Stability AI has announced a development kit for Stable Animation, a new way to create moving images. The model takes input in three different ways:
- Classic text prompt, as in Stable Diffusion, Midjourney, or DALL-E 2.
- with a text prompt and an image as a starting point for the animation
- with text prompt and video
The software seems to be still in the experimental stage. Instead of offering it through one of their browser platforms like DreamStudio or ClipDrop, Stability AI only offers a software development kit (SDK) and a paid API. Of course, this does not prevent third parties from offering the animation model through their service.
Python scripting required
Since the videos have to be generated by a Python script, the handling is rather complicated. Similar to the image model, numerous parameters can be set, such as steps, sampler, scale, or seed. In addition, features like outpainting or prompt interpolation are available.

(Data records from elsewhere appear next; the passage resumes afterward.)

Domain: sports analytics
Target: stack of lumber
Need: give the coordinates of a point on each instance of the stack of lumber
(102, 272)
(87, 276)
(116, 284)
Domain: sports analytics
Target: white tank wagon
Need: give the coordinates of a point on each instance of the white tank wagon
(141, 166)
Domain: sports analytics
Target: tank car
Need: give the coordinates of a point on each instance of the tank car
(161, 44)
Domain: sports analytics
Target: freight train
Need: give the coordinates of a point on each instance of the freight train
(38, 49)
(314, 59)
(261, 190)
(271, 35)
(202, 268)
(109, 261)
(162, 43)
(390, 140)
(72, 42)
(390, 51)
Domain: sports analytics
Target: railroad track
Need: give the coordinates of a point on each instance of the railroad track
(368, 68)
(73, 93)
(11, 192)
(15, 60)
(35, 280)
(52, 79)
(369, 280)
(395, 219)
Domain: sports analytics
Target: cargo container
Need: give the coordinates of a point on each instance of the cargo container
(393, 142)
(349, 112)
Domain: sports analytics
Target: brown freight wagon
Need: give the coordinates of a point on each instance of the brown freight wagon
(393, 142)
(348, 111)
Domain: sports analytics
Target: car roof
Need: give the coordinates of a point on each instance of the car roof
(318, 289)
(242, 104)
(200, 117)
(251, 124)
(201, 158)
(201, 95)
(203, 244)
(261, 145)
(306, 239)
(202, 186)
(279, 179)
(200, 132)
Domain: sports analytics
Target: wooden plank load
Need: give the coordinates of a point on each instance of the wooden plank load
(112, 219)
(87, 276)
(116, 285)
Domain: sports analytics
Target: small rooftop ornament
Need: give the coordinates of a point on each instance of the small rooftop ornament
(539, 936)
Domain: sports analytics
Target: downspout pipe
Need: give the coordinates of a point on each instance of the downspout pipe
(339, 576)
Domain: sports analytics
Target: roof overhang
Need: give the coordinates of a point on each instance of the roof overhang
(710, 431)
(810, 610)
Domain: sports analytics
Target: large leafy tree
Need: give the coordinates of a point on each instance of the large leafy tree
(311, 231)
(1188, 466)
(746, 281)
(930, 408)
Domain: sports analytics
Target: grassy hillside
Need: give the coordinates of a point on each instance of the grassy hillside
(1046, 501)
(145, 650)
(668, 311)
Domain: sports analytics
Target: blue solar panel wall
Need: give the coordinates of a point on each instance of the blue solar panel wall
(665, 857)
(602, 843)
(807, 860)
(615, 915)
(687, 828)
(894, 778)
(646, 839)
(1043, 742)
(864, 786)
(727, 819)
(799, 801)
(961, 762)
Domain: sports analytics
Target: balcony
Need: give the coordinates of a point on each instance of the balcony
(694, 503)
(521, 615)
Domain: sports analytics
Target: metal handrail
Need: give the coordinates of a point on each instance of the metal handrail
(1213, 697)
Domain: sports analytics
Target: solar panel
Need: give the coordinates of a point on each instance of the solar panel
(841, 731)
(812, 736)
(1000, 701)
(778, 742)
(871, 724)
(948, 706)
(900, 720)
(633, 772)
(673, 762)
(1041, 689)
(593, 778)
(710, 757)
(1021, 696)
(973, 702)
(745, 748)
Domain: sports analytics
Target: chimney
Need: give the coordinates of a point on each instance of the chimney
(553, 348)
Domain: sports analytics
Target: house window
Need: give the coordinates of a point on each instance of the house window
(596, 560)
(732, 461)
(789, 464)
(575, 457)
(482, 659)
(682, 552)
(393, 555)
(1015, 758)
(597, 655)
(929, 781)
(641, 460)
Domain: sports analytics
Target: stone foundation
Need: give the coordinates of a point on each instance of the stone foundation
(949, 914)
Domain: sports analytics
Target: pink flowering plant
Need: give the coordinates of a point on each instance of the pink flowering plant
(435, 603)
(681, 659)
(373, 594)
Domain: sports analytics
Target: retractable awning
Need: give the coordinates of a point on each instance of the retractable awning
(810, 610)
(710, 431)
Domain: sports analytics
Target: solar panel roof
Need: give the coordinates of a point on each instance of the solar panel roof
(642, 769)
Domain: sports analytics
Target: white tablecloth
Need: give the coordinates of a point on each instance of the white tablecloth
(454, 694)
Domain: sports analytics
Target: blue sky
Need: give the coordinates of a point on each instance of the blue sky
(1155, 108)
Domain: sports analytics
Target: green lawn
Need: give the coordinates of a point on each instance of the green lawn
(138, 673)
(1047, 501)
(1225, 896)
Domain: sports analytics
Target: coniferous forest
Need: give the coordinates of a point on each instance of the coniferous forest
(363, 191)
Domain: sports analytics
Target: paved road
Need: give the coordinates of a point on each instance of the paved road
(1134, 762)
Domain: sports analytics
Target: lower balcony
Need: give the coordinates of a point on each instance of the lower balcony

Different parameters also affect the price. This is why there is no general answer to the question of how much it costs to create a video. Stability quotes range from 3 to 18 US cents per 100 frames in different settings.
Stable Animation is compatible with Stable Diffusion XL
Stable Animation can be combined with every version of Stable Diffusion. The default version is 1.5, but you can also choose to use the new and improved Stable Diffusion XL. There are also many style presets available, from anime to comic book, low poly to pixel art.
The resolution is 512 x 512 pixels without adjustment and can be increased to 1,024 x 1,024 pixels. Additionally, an upscaler can be used. The default is 72 frames at 12 frames per second, but according to the documentation, it can be increased to infinity.
There are already animation tools based on Stable Diffusion that can, for example, generate a short sequence of moving images by prompt interpolation, ie by continuously changing certain properties of the input. But judging from Stability AI’s demonstration, Stable Animation promises to be a much more comprehensive and mature solution.
While it won’t be able to produce motion pictures at the touch of a button anytime soon, projects like Stable Animation, along with the progress of Runway ML or models like Phenaki and Imagen Video, show where visual generative AI is headed in the near future, moving from still images to GIF-like animations.